Cette réunion, sur fond de crise pétrolière, est vue par beaucoup comme importante du fait que les pays producteurs, y compris l’Iran, semblent avoir convenu d’accorder, enfin, leurs violons pour un gel de la production d’autant que cette information semble avoir fait grimper les prix de 5% dès son annonce vers le 8 août dernier — ou est-ce une simple coïncidence —, tandis que d’autres analystes n’y voient qu’un remake des réunions de Doha et de Vienne d’ avril et juin derniers.
En réalité, il n’y a de plus importantes réunions OPEP que celles formelles, ordinaires et notamment extraordinaires ou urgentes, tenues dans un cadre strictement OPEP et surtout quand le prix du baril côtoie dangereusement le plancher. La rencontre de l’OPEP vers la fin septembre à Alger est, d’abord, en strapontin avec sa raison d’être qui est celle du Forum international de l’énergie (IEF), pendant que le prix du baril serait loin d’être alarmant comparé à ce qu’il était lors de la réunion avortée de Doha. Avec la présence de l’Iran, qui aura son mot à dire à Alger, tout se décidera entre ce pays, l’Arabie saoudite et la Russie, qui contrôlent 27% de la production mondiale pendant que chacun a ses raisons de produire encore davantage. Les autres pays de l’OPEP, dont l’Algérie, serviront de simples figurants au vu de leurs modestes contributions à la production. De ce fait, la rencontre d’Alger n’est pas aussi importante mais plutôt intéressante de par son suspens autour d’un résultat auquel on s’est habitué. La réunion d’Alger a deux manières d’échouer : soit il n’y aura pas de consensus sur le gel, soit il y aura un consensus mais qui sera sans effet sur l’amélioration des prix. Dans tous les cas, le gel n’est pas un succès en soi, comme le prétendent certains, et les raisons d’un nouvel avortement sont à chercher dans les ambitions des producteurs OPEP et non- OPEP.
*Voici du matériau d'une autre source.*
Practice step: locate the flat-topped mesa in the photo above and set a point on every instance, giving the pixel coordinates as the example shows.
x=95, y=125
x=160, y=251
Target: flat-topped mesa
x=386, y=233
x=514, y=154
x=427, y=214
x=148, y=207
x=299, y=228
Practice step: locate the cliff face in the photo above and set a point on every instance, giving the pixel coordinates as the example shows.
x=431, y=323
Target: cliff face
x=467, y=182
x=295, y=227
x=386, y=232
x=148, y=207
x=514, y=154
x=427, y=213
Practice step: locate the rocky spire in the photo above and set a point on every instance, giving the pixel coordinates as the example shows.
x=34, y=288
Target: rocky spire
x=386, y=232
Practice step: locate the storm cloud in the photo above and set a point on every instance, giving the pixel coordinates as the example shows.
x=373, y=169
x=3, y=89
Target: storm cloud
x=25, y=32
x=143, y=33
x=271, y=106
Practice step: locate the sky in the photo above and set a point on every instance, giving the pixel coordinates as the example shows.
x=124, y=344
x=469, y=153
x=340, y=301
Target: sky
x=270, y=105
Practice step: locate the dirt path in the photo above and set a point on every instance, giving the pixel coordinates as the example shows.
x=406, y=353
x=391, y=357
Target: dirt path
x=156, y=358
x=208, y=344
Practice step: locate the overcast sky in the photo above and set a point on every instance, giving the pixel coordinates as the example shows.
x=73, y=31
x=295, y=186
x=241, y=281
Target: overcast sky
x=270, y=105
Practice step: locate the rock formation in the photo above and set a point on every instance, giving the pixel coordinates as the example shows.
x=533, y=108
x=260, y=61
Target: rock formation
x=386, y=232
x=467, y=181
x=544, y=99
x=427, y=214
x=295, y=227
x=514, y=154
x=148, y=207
Arabie saoudite : défendre ses parts de marché à tout prix
L’Arabie saoudite est derrière tous les échecs des réunions tenues depuis celle du 27 novembre 2014 quand elle a imposé une guerre des prix par le maintien du quota de l’organisation à 30 millions de barils par jour (30 Mbj) et enfreignant le système des quotas depuis 2011.
Lors de la réunion de Doha, l’Arabie saoudite, ayant fait le plein auparavant, voulait que tous les grands producteurs OPEP (dont l’Iran) et non-OPEP (Russie, le Mexique, Norvège…) réduisent d’abord leurs niveaux de production à ceux de janvier avant de procéder au gel. Son objectif consiste à mettre davantage de pression sur l’Iran pour l’empêcher de recouvrer sa production d’avant-sanctions.
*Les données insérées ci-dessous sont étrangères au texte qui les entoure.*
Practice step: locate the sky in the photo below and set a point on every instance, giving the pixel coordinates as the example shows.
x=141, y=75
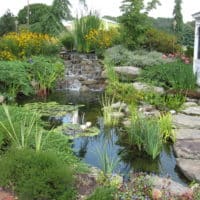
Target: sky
x=109, y=7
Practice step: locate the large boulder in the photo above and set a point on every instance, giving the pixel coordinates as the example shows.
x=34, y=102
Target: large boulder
x=128, y=71
x=190, y=168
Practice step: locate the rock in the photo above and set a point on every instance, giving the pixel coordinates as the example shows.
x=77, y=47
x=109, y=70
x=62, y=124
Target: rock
x=169, y=185
x=2, y=98
x=186, y=121
x=144, y=87
x=84, y=89
x=194, y=110
x=187, y=134
x=128, y=71
x=190, y=168
x=189, y=149
x=173, y=112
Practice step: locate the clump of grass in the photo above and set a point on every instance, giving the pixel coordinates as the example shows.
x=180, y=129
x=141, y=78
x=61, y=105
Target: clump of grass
x=108, y=110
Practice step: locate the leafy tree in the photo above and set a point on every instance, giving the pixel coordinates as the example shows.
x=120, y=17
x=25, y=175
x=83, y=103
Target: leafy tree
x=135, y=21
x=178, y=18
x=7, y=23
x=60, y=8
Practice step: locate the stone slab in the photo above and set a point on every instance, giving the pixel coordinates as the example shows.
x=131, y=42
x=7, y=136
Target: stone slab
x=190, y=168
x=187, y=134
x=186, y=121
x=188, y=149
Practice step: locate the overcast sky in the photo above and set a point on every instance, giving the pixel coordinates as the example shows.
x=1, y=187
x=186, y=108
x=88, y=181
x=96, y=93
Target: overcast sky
x=110, y=7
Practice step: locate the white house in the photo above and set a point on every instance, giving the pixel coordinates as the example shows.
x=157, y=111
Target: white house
x=196, y=62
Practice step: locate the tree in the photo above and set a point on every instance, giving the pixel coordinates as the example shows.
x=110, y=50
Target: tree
x=135, y=21
x=7, y=23
x=178, y=18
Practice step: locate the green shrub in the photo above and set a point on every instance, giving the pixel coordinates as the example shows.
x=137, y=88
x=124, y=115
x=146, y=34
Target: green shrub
x=82, y=27
x=103, y=193
x=161, y=41
x=45, y=71
x=67, y=39
x=176, y=75
x=36, y=175
x=145, y=134
x=165, y=101
x=119, y=55
x=14, y=78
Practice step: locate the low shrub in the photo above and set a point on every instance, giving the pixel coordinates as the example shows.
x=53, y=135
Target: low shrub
x=68, y=40
x=157, y=40
x=165, y=101
x=45, y=71
x=26, y=44
x=103, y=193
x=176, y=75
x=34, y=175
x=14, y=78
x=119, y=55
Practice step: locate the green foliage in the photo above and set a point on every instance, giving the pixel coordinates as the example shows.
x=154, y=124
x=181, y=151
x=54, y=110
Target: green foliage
x=165, y=101
x=108, y=110
x=33, y=175
x=161, y=41
x=178, y=17
x=67, y=39
x=82, y=27
x=118, y=55
x=60, y=8
x=134, y=11
x=163, y=24
x=176, y=75
x=7, y=23
x=166, y=127
x=188, y=35
x=103, y=193
x=45, y=71
x=14, y=78
x=108, y=164
x=145, y=134
x=124, y=92
x=43, y=18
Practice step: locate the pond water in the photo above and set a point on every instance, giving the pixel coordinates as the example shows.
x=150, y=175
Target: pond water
x=87, y=148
Au demeurant, l’Arabie saoudite n’a pas l’intention de perdre ses parts de marché et l’augmentation de sa production est le seul moyen de sa préservation, quitte à brader encore son brut sur le marché asiatique où le pétrole iranien est justement très convoité.
Au jour d’aujourd’hui, à la veille de la rencontre d’Alger, le royaume wahhabite, «directeur de campagne» de l’opération de gel, produit déjà 1 Mbj de plus que le soi-disant niveau de gel de production de janvier 2016, laissant sous-entendre qu’il pourrait encore solliciter ses capacités de production, extensibles à plus de 12 Mbj, et qu’il ne la limiterait que si l’Iran acceptait le gel. Mais l’Arabie saoudite connaît bien le désintérêt total de l’Iran, vivant de la rente pétrolière, à marcher dans sa combine.
Il y a à peine quelques jours, le royaume, qui produit actuellement 10,7 Mbj, a fait savoir, par la voix de son ministre de l’Energie, sur Al Arabiya TV, en Chine, que pour l’instant, il n’y a pas nécessité de gel de production qui reste, selon lui, parmi les options préférées, mais pas pour le moment, puisque le marché s’améliore de jour en jour de lui-même, sans qu’aucune intervention soit nécessaire, ajoutera-t-il.
L’Iran : déterminé à recouvrer ses droits d’avant-sanctions
Même si le ministre du Pétrole iranien a confirmé sa participation aux prochaines discussions d’Alger, il n’a pas dit si son pays y soutiendrait un gel de la production. Il a même déclaré que son pays, qui a porté sa production actuelle à 3.85 Mbj contre 2.7 Mbj avant l’accord nucléaire du 14 juillet 2015, mais qui n’est entré en application qu’en janvier 2016, est plus que jamais déterminé à revenir, d’abord, à son niveau de production et récupérer ses parts de marché d’avant-sanctions. L’Iran, qui a exporté 2 Mbj en août dernier, n’accepterait le gel, qu’il qualifie de «plaisanterie», que si tous les membres de l’Opep lui reconnaissent le «droit» de récupérer les parts de marché qu’il a perdues sous l’embargo. Reste à savoir à quel niveau de production l’Iran sera prêt à accepter l’accord du gel, sachant qu’un plateau d’environ 4.4 Mbj, dont 2.8 Mbj destinés à l’exportation, est l’objectif de Téhéran à fin 2016. Pis encore, l’Iran a fait savoir que même s’il récupère ses «droits», il n’arrêtera pas d’accroître sa production tant que ses voisins, l’Irak et son rival, l’Arabie saoudite, continuent de booster les leurs.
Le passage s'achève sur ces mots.